Teacher, let me talk about the fault pin of this chip. This pin can be used as both input and output. When this pin is used as output, when the chip detects a fault, it will pull down the pin by 750 microamperes. When the device fault is restored, it will pull up the pin by 8 microamperes. Then he said that the actual output voltage is determined by the external circuit. I don’t quite understand the last sentence. How is the actual output voltage determined by the external circuit? Indeed, in the manual below, when used as an output, external pull-ups and pull-downs are added to obtain low-level and high-level output voltages of 0.7 and 2v. When the output is low, an external pull-up of 500 microamperes is used, and when the output is high, an external pull-down of 1 microampere is used. Why do we need to add this test condition? How is the external circuit configured for this condition? I don’t understand

maychang

Xiao Taiyangyy posted on 2023-5-16 08:49 Teacher, let me talk about the fault pin of this chip. This pin can be used as both input and output. When this pin is used as output, to the chip...

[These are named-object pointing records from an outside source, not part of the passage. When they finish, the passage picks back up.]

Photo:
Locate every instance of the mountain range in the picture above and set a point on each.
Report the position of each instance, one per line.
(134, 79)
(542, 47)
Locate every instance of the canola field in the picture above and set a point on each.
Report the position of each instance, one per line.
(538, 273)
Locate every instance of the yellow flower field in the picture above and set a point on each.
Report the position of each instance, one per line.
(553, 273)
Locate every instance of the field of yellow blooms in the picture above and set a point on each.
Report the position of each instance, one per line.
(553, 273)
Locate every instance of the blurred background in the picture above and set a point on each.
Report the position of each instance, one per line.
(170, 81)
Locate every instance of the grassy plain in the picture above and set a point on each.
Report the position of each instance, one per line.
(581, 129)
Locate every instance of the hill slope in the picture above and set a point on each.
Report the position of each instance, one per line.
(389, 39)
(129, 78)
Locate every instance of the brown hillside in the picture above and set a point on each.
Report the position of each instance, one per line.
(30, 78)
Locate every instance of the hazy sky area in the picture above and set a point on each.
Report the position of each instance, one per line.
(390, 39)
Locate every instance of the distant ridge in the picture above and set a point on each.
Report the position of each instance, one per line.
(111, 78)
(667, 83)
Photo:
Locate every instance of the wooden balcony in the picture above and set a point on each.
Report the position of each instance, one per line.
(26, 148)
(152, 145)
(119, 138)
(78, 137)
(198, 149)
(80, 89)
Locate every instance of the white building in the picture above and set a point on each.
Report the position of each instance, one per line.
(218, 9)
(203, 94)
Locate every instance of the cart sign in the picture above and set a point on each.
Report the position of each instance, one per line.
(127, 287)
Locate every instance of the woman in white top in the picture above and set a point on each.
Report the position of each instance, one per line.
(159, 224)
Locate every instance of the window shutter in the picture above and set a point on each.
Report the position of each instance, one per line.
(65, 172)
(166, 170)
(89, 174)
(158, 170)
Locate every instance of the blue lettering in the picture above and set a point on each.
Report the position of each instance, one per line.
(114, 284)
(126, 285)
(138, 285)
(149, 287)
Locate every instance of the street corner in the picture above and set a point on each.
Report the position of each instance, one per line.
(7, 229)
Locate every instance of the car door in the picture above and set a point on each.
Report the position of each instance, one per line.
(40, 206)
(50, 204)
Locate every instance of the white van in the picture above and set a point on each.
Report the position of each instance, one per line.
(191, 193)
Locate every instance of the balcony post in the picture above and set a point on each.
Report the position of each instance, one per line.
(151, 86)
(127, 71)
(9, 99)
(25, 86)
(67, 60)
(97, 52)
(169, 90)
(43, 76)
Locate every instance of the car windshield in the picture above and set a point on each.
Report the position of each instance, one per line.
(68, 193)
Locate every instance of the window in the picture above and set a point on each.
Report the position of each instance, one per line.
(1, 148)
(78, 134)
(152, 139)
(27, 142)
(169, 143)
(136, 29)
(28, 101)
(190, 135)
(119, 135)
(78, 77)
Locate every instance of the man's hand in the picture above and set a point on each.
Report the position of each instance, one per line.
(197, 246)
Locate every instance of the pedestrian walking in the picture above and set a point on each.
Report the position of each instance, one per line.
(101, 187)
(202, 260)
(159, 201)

As an output, the OD gate usually does not need an external pull-up or an external pull-down. As long as the load input resistance is large enough, it can output a high level or a low level. Unless the load input resistance is not large enough, then it is necessary to add an external pull-up, as shown in the second picture on the 14th floor, add a 10 kilo-ohm resistor between the pin and the positive power supply. The pull-up current provided by this resistor when the pin is short-circuited to the ground is indeed 5/10=0.5 (mA). As for [when outputting a high level, an external 1 microampere external pull-down is used], it is not shown in the picture, and I don't know.

小太阳yy

maychang published on 2023-5-16 09:01 OD gate as output, usually do not need to add external pull-up or external pull-down, as long as the load input resistance is large enough, it can output high level or low level...

The internal circuit is probably like this. I don't understand why the pull-down current is larger than the pull-up current. The pull-up current is 5 microamperes. If the MOS tube is turned on, the current should be smaller than 5 microamperes. Why is it 500 microamperes?

maychang

小太阳yy posted on 2023-5-16 13:13 The internal circuit is probably like this. I don’t understand why the pull-down current is larger than the pull-up current. The pull-up current is 5 microamperes. If the MOS tube is turned on...

[The pull-up current is 5 microamperes. If the MOSFET is turned on, the current should be smaller than 5 microamperes. Why is it 500 microamperes?]

When the MOS tube is turned on, it can be regarded as a wire connecting the drain and source of the MOS tube together.

When the MOS tube is not turned on, it can be regarded as an open circuit. At this time, the 0.5mA current source has no effect (no current), and the pin can output 5uA current (flow out), so the pull-up current is 5uA.

After the MOS tube is turned on, the pin can absorb 0.5mA current (flow in), and the pull-down current is 0.5mA.